Not only did my mother lose her sisters and brothers (seven of them were shot in the town square in Lida) but also all but one of her nephews and nieces. One nephew, Moshe-Aharon’s son, Sasha Kaganovitch, escaped to Dneiperpotrovsk and was saved from starvation by a woman who took him home and married him. I heard they had 4 sons, but my mother was unable to get in touch with him or any of the sons, except for a brief period in 1950.

I figure if each of the seven had 2 children that makes 21 people lost in one day. But there may have been more. She used to mention the twins, but I think they had died in the previous war.

So basically she was the only survivor of all her brothers and sisters. It was something she felt incredibly guilty about.

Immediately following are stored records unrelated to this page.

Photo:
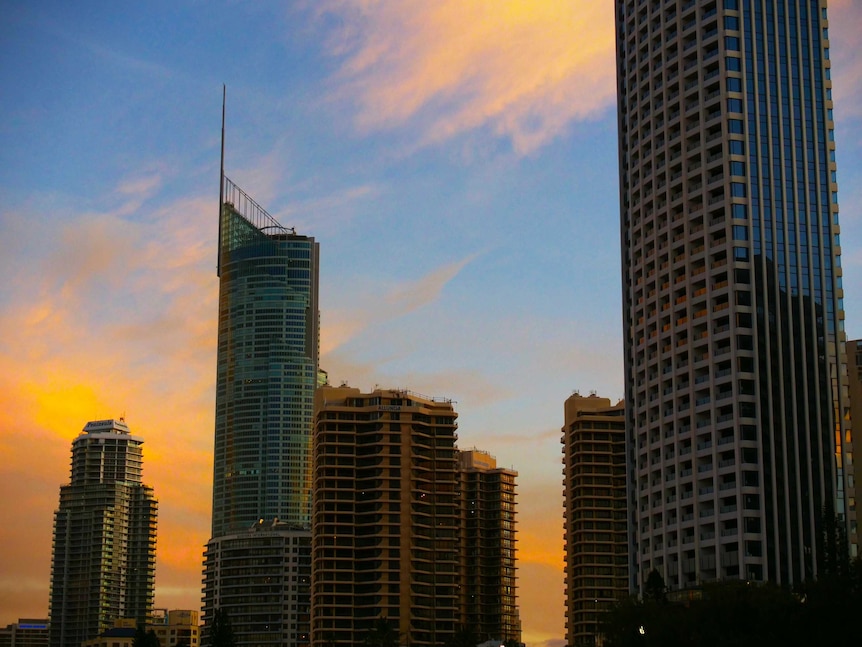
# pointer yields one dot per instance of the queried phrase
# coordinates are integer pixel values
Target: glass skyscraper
(256, 565)
(267, 368)
(104, 556)
(736, 385)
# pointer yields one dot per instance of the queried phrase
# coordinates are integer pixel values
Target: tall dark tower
(104, 537)
(736, 381)
(267, 367)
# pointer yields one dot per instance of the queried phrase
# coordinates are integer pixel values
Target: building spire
(221, 177)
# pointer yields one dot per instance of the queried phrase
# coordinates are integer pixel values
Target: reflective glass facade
(738, 432)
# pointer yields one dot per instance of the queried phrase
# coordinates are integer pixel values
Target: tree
(220, 632)
(144, 638)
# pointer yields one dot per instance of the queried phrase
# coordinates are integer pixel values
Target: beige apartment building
(594, 493)
(385, 517)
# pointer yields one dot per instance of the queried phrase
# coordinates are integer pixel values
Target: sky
(455, 159)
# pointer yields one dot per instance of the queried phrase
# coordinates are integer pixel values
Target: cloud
(107, 311)
(525, 69)
(845, 23)
(368, 310)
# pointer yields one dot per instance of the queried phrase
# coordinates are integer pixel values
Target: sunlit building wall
(104, 553)
(595, 527)
(488, 549)
(261, 578)
(736, 380)
(386, 517)
(27, 632)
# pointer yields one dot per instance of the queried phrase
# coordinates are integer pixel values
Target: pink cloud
(524, 69)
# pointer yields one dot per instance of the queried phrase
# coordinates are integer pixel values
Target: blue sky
(457, 162)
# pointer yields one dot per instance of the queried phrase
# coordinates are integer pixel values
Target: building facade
(594, 503)
(488, 536)
(261, 577)
(27, 632)
(104, 552)
(267, 372)
(732, 305)
(386, 518)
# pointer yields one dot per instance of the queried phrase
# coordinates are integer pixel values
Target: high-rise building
(267, 372)
(735, 375)
(488, 578)
(261, 578)
(266, 368)
(595, 527)
(27, 632)
(104, 553)
(386, 518)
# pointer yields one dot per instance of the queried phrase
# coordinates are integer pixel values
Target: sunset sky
(455, 159)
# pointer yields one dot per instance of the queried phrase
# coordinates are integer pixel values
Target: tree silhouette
(220, 633)
(144, 638)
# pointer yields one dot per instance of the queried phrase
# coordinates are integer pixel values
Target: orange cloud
(106, 313)
(523, 68)
(340, 325)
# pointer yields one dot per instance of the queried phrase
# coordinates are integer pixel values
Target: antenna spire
(221, 178)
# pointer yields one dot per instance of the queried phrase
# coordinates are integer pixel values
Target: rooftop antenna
(221, 178)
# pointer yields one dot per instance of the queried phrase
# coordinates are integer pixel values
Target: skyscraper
(594, 498)
(104, 537)
(733, 318)
(488, 573)
(267, 372)
(386, 517)
(266, 368)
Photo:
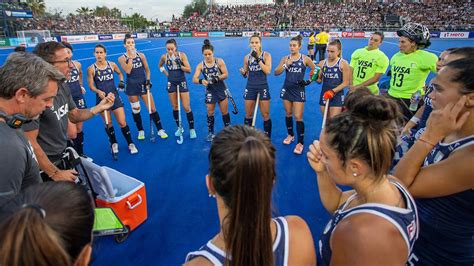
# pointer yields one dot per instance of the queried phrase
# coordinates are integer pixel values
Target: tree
(37, 7)
(101, 11)
(84, 11)
(115, 13)
(137, 21)
(199, 6)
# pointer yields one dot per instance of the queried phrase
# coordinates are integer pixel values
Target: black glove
(214, 80)
(121, 85)
(148, 84)
(303, 82)
(254, 54)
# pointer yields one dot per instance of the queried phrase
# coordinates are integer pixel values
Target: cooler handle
(131, 207)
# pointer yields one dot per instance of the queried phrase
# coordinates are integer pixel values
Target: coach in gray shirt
(27, 87)
(48, 134)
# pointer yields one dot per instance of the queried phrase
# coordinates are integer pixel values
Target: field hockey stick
(229, 95)
(180, 126)
(152, 129)
(231, 99)
(325, 115)
(255, 110)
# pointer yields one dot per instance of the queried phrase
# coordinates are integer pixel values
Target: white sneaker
(162, 134)
(192, 133)
(133, 149)
(179, 132)
(141, 135)
(115, 148)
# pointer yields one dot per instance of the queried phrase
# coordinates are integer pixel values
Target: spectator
(241, 178)
(376, 222)
(438, 170)
(48, 224)
(27, 87)
(48, 133)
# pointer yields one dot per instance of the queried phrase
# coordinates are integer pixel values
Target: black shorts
(135, 88)
(172, 85)
(214, 96)
(117, 103)
(80, 101)
(293, 94)
(250, 93)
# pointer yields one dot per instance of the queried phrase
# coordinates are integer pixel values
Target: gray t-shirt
(52, 123)
(18, 166)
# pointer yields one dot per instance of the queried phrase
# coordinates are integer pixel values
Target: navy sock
(267, 127)
(156, 118)
(190, 118)
(126, 133)
(289, 125)
(210, 124)
(138, 121)
(300, 131)
(226, 119)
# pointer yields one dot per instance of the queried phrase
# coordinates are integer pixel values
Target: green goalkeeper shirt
(366, 63)
(409, 72)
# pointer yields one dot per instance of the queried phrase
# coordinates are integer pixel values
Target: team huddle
(411, 189)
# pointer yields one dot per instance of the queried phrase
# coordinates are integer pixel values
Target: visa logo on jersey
(73, 78)
(61, 111)
(365, 63)
(137, 64)
(295, 69)
(255, 68)
(106, 77)
(401, 70)
(329, 75)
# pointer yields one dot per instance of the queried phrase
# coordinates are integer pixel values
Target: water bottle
(415, 99)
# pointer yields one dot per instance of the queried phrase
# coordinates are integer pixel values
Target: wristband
(427, 142)
(415, 120)
(92, 111)
(54, 173)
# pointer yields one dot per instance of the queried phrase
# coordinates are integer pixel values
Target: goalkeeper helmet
(417, 33)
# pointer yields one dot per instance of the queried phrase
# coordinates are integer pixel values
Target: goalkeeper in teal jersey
(368, 64)
(411, 66)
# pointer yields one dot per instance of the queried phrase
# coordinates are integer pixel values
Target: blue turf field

She found out about them after the war, when I was a baby. I grew up expecting Hitler to come again at any moment, to finish off the job

In his address this morning, Aric Sharon announced that he wasn’t going to pull out the troops until the mission of destroying the terrorist infrastructure was finished. But, he added, he’d be happy to meet with anyone at any time to talk about peace.

After the news one of my favorite popular songs came on:

everyone’s talking about peace

nobody’s talking about justice

to one it’s heaven to the other it’s hell

how many fingers on the trigger

I can’t imagine anyone influenced by the Holocaust enjoying taking over a village.

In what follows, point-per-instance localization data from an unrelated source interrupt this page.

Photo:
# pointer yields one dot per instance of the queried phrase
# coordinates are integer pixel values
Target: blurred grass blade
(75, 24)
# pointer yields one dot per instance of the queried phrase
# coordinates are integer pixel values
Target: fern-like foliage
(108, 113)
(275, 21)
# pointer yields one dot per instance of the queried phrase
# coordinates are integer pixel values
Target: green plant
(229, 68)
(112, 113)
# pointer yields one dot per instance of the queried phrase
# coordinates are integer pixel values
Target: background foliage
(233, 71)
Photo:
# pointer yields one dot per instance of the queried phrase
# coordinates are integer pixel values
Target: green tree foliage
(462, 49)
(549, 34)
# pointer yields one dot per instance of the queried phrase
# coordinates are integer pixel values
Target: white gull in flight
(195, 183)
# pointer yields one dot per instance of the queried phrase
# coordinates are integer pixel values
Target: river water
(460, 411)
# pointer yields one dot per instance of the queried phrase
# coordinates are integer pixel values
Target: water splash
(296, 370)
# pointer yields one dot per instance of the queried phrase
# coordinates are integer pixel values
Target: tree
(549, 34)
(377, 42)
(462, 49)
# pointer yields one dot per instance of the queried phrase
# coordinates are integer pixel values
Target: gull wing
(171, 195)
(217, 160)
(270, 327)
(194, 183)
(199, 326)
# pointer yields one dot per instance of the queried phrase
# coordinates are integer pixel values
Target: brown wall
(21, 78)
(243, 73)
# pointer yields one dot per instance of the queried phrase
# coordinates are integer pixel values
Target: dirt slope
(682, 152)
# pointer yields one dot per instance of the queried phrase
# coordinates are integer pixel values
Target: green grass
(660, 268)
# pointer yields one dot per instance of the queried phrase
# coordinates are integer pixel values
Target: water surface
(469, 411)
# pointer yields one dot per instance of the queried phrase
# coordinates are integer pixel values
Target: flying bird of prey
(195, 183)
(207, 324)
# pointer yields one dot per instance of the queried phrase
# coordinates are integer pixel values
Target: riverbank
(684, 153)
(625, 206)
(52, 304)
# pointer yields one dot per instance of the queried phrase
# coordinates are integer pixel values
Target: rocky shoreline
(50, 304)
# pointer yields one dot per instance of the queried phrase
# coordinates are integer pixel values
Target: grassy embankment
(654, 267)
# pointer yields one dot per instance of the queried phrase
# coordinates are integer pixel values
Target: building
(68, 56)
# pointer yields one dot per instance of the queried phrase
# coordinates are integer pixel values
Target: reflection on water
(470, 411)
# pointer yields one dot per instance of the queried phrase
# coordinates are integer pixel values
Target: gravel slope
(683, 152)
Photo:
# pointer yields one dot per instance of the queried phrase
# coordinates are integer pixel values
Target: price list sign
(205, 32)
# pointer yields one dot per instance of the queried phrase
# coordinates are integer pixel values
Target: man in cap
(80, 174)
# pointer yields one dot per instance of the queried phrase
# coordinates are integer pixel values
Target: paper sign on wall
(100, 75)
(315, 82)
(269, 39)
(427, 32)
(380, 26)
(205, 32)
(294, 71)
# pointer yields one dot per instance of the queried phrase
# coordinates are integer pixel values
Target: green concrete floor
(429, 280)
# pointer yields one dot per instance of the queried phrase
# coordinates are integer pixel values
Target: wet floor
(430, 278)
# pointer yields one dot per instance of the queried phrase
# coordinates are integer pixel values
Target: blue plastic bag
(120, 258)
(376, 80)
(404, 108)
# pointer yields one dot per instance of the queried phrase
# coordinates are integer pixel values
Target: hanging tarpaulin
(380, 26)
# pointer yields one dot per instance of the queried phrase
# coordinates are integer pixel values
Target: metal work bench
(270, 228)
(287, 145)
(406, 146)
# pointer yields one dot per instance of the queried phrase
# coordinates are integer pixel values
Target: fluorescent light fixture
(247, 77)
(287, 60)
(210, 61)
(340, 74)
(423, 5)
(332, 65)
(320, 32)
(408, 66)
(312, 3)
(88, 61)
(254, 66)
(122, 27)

The cartoon today in Ha’Aretz has two suicide bombers walking through the empty streets here. One of them says to the other, “Not a living soul.”

April 8

The Israel news says we’re bulldozing houses in Jenin with people still in there. I was sure Israelis would be outraged at hearing this, but people here are so angry they can’t think straight. Now I know how humanity gets lost.

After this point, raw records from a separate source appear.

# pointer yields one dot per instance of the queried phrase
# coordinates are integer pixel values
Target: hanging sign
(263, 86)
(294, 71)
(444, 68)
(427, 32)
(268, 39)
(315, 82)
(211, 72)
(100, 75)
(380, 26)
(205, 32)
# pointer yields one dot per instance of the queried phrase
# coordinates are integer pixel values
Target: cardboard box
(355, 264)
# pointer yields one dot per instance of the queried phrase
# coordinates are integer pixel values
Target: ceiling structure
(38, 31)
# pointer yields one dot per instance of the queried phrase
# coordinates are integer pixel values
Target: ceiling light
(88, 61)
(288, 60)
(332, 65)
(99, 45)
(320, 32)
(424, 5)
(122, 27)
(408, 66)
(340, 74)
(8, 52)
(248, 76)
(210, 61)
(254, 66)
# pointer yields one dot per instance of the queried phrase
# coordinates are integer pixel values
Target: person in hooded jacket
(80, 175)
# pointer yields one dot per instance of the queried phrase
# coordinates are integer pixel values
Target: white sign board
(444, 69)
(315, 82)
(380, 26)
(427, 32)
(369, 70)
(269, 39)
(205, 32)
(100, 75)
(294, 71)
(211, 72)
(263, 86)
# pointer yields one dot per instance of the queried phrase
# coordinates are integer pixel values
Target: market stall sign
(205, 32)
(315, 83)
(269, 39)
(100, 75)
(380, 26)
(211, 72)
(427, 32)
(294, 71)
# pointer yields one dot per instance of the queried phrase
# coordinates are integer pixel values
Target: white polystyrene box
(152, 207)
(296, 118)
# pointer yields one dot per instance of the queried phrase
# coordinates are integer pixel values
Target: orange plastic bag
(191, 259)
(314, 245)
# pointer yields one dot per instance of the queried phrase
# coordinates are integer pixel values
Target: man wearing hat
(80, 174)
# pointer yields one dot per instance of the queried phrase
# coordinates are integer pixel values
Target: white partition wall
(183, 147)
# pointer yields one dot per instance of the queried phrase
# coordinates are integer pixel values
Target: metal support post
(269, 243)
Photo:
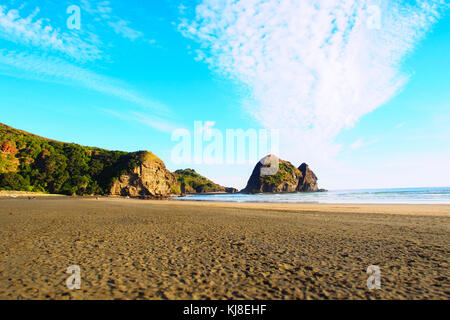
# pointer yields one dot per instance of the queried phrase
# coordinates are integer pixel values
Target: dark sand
(134, 249)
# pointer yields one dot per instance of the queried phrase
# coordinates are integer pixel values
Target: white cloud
(361, 143)
(312, 68)
(121, 27)
(56, 70)
(39, 33)
(155, 122)
(399, 125)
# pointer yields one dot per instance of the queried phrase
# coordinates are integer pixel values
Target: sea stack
(274, 175)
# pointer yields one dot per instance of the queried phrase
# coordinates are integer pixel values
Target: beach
(168, 249)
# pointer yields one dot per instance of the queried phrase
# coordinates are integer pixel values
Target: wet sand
(136, 249)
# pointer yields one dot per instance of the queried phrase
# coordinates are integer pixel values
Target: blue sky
(362, 95)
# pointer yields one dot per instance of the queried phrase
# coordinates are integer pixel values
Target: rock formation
(148, 179)
(273, 175)
(308, 180)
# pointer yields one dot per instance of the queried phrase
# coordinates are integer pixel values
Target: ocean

In the meantime one guy i love is giving different reports from Jenin. He’s got a cell phone and no charger so his calls are very short, but he talks about taking a woman to the hospital to deliver her baby and treating the many wounded.

April 10

Holocaust Day seems like a luxury. I’m ignoring it today, just like I’m ignoring everything else that isn’t immediate and critical.

I'm not even setting something up here to make my writing easier.

I cheated - when the siren went off announcing a one minute silence, I burst into tears. Images of the family I never saw, my grandmother who was younger than me when she was murdered in Treblinka because she was Jewish, the survivors who lived in my parents' house for months on end, scarred for life from what they saw, everything came back. And mixed with images of Jenin, the innocent people who are dying together with the terrorists.

the guy from Jenin has not been heard from since yesterday. If we're killing them it's terrible, but if they're killing us it's worse.


He's fine - probably changed forever by what he's seen.

No one will ever be the same

April 11

Everyone here knows the shit is going to hit the fan. As soon as the Israelis pull out, the press will move in. People I know from the international news are all excited about what the Palestinians have been setting up for them - the display of bodies, the destruction of property. I don't know but it seems that if we've been as careful of the citizens as the army keeps saying, there shouldn't be all that many bodies. The generals repeatedly emphasize the fact that they could have saved a lot of Israeli soldiers by bombing, but they didn't want to hurt innocent citizens. But if the rumors from the Palestinians have any accuracy, we've been behaving badly.

Soldiers are coming back from Ramallah and Jenin. They're reservists and get released, replaced, or at least furloughed as soon as possible. The facts they're telling don't jibe at all with the stories circulating on the web. They talk about pinpointing terrorists, minimizing wherever possible civilian casualties, and unavoidable civilian damages. They talk about ambulances with bomb belts in them, hospitals used as safe places for terrorists to shoot from, children used as human shields.

The number of dead from the seder Netanya rose to 28. 8 more died yesterday on a bus.

April 12

The Map - this time Jerusalem

Every time there's a big movement to peace, there's another suicide bomber. So far there are no dead, but 4 are not expected to survive. Thirty wounded. The kids are around here - time to check the friends.